Study: Students infected with ‘cat parasite’ more likely to major in business
A new study shows that U.S. students infected with the Toxoplasma gondii parasite are more likely to be business managers and entrepreneurs.
A new study shows that U.S. students infected with the Toxoplasma gondii parasite are more likely to be majoring in business studies.
Toxoplasma gondii (T. gondii) is a one-celled parasite that’s carried by cats. It infects as much as one-third of the world’s population, often after people come in contact with cat feces. T. gondii can cause toxoplasmosis, a potentially deadly disease that’s especially threatening to pregnant women and those with compromised immune systems. However, most infected people will never experience symptoms.
At least, not obvious ones.
T. gondii, which has been called the “mind-control” parasite by some, has in recent years become the main villain of a strange theory, one which argues that the parasite is subtly altering connections in our brains, “changing our response to frightening situations, our trust in others, how outgoing we are, and even our preference for certain scents,” as Kathleen McAuliffe wrote for The Atlantic.
In the new study, published in Proceedings of Royal Society B, researchers examined 1,300 American university students, finding that those who’d been exposed to T. gondii were more likely to be majoring in business studies. Specifically, the infected students were more likely to pursue business management or entrepreneurial activities.
The researchers also found that countries with higher levels of T. gondii infection also show higher levels of entrepreneurial activity, even when controlling for other economic factors. They suggest the reason for this is that T. gondii might somehow turn off the ‘fear of failure’ setting in our brains.
This fearless mindset can benefit entrepreneurs by encouraging them not to shy away from high-risk, high-reward situations. But the researchers also noted the dangers of this risky behavior, citing how most business ventures fail, and how past experiments have shown that the parasite can strip rats of risk-evaluating abilities, putting them in life-threatening situations.
One study, for example, describes how rats infected with T. gondii were no longer scared off by cat urine—they were instead sexually aroused by it.
“We report that Toxoplasma infection alters neural activity in limbic brain areas necessary for innate defensive behavior in response to cat odor,” wrote the authors of the study published in PLOS ONE. “Moreover, Toxoplasma increases activity in nearby limbic regions of sexual attraction when the rat is exposed to cat urine, compelling evidence that Toxoplasma overwhelms the innate fear response by causing, in its stead, a type of sexual attraction to the normally aversive cat odor.”

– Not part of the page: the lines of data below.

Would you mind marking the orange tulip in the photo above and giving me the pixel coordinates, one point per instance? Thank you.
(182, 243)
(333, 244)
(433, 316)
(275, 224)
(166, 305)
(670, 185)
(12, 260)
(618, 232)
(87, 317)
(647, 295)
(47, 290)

Other studies have linked T. gondii to mood disorders and behavioral changes, including rage intermittent explosive disorder, schizophrenia, bipolar disorder, slower reaction times and suicide. Still, some scientists argue that we shouldn’t jump to conclusions about the parasite because much of the research conducted on T. gondii was conducted unreliably.
But Jaroslav Flegr, a biologist who’s perhaps done more than anyone to advance the theory that parasites could be quietly pulling the strings of our behavior, thinks there’s a different reason why scientists are quick to doubt the body of research.
“There is strong psychological resistance to the possibility that human behavior can be influenced by some stupid parasite,” he told The Atlantic. “Nobody likes to feel like a puppet. Reviewers [of my scientific papers] may have been offended.”